The results demonstrated that iTARGET-decade (using decade-based age grouping) achieved the lowest Mean Absolute Error (MAE) of 3.7752 years among all evaluated models. While Linear Lasso achieved a slightly lower Root Mean Squared Error (RMSE) of 5.7082 compared to iTARGET-decade's 5.8164, iTARGET still outperformed in terms of MAE, a crucial metric for accuracy in age prediction.

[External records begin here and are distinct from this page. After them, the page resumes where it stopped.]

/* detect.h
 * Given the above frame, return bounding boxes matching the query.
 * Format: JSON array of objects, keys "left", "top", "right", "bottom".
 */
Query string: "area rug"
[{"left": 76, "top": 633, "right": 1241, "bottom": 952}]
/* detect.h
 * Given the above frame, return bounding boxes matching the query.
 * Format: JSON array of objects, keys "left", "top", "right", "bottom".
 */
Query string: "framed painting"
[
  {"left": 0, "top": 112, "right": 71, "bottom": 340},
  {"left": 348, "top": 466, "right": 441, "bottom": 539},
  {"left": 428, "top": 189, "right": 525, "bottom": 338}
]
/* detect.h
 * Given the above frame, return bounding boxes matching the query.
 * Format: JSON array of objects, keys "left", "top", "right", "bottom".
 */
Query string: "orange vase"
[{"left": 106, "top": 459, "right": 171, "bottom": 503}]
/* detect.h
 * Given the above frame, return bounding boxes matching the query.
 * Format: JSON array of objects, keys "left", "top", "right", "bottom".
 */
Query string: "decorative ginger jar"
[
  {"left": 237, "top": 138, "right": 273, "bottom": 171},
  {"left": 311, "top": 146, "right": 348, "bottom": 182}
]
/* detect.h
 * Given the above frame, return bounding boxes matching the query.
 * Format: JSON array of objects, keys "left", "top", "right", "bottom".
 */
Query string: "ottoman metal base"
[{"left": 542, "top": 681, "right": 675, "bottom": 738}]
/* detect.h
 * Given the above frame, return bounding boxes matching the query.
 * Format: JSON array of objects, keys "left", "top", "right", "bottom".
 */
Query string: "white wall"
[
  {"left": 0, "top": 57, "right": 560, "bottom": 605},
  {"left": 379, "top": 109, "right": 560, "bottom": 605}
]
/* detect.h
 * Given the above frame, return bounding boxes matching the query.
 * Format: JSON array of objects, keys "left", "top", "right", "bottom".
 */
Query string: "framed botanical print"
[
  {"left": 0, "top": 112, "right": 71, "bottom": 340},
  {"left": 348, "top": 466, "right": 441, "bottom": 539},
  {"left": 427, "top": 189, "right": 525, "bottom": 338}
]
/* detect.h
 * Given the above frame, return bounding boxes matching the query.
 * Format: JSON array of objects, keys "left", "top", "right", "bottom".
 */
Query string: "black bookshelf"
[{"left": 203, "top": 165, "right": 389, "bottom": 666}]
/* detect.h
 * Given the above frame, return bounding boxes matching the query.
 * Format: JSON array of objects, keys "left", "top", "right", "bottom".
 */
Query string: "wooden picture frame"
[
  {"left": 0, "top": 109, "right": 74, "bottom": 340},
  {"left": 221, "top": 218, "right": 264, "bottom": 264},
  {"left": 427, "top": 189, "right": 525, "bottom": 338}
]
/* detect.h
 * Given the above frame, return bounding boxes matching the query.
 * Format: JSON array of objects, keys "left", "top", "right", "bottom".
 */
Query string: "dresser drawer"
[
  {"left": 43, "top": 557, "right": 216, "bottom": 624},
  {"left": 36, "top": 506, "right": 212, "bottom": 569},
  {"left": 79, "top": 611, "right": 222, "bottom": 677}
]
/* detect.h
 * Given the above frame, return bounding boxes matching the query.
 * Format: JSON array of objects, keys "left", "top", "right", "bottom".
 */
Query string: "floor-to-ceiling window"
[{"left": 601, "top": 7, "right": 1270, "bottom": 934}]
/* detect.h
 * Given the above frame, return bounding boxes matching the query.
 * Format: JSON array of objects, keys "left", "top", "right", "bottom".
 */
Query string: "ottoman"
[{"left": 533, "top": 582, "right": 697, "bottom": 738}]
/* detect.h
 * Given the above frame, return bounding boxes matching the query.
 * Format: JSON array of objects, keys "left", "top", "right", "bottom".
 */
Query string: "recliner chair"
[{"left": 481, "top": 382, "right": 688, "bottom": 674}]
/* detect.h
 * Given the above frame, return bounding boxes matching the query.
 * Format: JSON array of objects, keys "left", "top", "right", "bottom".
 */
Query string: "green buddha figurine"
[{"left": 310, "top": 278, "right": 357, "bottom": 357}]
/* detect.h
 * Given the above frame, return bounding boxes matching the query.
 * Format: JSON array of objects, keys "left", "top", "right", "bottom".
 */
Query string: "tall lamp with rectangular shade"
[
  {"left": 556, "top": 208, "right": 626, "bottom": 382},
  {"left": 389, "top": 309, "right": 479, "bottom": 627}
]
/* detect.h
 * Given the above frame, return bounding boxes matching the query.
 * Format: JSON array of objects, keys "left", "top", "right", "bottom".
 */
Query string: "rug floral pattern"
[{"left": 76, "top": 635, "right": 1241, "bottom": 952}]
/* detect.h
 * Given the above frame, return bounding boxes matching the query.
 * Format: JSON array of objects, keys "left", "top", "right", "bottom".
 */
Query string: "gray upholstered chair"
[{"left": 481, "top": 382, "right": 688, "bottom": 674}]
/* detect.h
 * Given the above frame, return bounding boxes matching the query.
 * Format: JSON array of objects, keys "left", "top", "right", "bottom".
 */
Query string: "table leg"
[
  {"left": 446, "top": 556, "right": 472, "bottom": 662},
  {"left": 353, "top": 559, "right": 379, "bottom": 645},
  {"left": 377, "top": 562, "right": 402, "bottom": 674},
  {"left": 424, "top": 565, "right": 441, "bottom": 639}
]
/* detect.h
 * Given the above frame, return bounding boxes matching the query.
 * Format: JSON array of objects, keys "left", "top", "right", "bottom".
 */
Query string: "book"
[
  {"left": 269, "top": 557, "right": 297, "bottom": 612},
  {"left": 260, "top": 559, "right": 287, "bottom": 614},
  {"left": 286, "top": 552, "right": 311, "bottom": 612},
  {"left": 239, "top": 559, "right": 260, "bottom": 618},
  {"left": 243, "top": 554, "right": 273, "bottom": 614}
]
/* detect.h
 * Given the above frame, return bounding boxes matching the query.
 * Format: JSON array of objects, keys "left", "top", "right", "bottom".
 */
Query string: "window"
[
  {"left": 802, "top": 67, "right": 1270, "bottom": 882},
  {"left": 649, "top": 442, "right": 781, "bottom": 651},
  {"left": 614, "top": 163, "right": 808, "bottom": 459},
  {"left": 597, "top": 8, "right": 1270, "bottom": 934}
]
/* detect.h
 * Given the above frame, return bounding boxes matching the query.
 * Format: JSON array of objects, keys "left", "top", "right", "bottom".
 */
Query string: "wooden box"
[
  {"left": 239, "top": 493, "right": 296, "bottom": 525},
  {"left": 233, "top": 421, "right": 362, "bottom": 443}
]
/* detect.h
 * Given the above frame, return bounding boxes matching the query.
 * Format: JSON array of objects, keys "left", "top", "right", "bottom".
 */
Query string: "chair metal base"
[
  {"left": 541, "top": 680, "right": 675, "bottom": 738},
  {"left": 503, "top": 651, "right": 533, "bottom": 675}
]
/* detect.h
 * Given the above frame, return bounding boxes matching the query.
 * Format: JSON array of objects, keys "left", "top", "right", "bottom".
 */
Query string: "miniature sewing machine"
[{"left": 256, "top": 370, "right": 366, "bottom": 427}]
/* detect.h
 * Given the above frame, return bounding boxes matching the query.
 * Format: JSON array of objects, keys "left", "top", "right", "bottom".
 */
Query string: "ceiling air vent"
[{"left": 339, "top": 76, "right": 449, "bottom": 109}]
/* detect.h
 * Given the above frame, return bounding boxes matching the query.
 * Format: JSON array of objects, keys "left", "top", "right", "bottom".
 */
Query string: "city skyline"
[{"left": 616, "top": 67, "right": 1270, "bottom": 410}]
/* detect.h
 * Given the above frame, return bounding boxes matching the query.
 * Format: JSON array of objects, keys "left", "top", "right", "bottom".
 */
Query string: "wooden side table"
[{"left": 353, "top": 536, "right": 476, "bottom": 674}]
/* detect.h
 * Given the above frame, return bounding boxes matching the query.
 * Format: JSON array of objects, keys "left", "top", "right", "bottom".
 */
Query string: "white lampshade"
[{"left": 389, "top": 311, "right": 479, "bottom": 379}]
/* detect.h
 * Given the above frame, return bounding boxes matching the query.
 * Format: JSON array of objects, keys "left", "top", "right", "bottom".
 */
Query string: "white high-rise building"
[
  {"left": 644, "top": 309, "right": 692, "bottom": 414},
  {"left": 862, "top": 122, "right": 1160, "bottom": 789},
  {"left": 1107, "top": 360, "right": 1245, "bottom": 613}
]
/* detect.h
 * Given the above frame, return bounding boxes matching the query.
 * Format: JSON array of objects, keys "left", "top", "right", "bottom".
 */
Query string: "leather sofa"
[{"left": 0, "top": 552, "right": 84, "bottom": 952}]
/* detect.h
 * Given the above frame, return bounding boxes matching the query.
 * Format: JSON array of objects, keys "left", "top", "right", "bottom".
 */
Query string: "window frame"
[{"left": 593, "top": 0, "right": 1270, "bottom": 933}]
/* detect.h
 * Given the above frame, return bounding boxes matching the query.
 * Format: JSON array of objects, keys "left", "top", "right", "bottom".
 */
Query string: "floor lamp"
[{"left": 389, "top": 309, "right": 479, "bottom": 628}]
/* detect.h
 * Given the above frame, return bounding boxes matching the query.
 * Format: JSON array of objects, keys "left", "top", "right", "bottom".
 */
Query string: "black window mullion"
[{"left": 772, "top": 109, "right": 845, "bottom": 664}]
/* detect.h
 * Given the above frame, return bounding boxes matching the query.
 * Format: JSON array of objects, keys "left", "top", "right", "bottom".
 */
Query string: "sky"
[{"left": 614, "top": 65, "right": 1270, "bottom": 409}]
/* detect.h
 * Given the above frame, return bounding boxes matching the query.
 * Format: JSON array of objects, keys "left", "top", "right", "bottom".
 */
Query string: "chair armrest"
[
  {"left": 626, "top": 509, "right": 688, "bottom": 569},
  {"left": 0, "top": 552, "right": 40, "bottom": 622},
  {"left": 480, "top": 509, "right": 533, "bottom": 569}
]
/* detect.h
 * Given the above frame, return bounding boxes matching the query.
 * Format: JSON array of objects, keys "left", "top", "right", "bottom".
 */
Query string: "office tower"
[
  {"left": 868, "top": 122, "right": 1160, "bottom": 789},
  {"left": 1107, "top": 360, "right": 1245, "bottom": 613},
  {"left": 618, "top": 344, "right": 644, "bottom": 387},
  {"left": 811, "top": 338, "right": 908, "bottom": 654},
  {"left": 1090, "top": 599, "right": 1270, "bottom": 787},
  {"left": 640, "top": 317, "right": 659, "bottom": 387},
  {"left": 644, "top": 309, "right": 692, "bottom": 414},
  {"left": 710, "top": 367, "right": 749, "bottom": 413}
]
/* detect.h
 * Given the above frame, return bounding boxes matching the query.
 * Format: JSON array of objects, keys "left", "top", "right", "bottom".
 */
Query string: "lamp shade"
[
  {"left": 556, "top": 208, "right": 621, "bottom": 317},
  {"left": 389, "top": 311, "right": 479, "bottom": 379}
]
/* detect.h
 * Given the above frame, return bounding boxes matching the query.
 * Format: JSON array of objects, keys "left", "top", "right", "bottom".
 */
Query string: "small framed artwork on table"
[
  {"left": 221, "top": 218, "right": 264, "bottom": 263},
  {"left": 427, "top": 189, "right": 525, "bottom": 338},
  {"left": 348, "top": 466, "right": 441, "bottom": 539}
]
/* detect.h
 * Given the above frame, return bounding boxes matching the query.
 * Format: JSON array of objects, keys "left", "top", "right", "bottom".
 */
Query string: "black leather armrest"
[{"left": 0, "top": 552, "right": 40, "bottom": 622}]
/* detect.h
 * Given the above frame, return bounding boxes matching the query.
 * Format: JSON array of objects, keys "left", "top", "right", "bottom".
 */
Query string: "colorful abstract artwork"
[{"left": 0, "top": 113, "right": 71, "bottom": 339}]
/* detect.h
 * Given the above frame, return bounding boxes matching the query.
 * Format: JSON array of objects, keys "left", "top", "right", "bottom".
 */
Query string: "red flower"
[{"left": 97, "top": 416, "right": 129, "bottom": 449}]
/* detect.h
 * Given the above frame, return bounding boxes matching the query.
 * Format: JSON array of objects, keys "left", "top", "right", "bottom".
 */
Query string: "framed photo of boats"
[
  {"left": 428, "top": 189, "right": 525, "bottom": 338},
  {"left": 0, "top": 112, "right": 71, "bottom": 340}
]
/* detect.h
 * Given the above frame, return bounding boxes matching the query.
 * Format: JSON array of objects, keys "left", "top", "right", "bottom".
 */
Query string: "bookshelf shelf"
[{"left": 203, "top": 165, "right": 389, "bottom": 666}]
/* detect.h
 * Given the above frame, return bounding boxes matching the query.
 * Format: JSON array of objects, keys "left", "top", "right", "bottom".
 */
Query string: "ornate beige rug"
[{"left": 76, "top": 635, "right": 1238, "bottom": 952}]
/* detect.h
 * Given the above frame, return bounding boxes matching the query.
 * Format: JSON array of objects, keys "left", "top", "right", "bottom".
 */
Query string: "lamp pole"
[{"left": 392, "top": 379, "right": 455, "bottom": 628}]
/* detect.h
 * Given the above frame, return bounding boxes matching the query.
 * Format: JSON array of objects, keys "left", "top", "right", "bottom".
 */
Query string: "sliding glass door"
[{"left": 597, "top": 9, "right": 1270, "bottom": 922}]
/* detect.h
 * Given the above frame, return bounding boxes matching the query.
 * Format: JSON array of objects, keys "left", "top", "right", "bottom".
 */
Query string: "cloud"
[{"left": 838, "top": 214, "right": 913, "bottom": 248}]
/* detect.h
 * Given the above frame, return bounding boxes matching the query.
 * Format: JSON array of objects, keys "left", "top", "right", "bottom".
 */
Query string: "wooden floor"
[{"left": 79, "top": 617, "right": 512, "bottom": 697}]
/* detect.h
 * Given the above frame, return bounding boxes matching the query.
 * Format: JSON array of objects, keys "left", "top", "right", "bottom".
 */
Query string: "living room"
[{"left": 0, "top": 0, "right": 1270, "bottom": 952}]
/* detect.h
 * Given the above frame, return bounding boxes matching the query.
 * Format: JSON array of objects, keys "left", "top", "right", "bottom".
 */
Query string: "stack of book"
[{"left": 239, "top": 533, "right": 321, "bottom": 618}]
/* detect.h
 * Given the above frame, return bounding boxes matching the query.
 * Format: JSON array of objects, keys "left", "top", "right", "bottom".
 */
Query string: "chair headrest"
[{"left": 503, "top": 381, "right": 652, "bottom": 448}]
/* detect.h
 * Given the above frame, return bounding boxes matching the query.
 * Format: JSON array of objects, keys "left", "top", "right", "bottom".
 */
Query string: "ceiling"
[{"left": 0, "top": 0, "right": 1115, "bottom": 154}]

An "iTARGET-ideal" scenario, assuming perfect age group classification, achieved an even lower MAE of 1.5744 and RMSE of 2.5867, highlighting the potential for highly precise prediction when age groups are correctly identified.
This newsletter highlights a surge of innovation in applying advanced computational methods to complex biological data. From leveraging LLMs for tasks like pathogen prediction (TSGPS) and single-cell data interpretation (scReader) to developing novel algorithms for age estimation (iTARGET) and exploring the evolutionary origins of genomic elements (mitochondrial origin of alpha-satellite repeats), the field is rapidly advancing. The development of metagenomic foundation models like METAGENE-1 promises to revolutionize pandemic monitoring and biosurveillance, while advances in interpretable AI, as exemplified by iTARGET, are bringing much-needed transparency and mechanistic insights to genomic analysis. A common thread across these studies is the push towards more accurate, personalized, and insightful analyses, paving the way for significant advancements in diagnostics, personalized medicine, and our understanding of fundamental biological processes.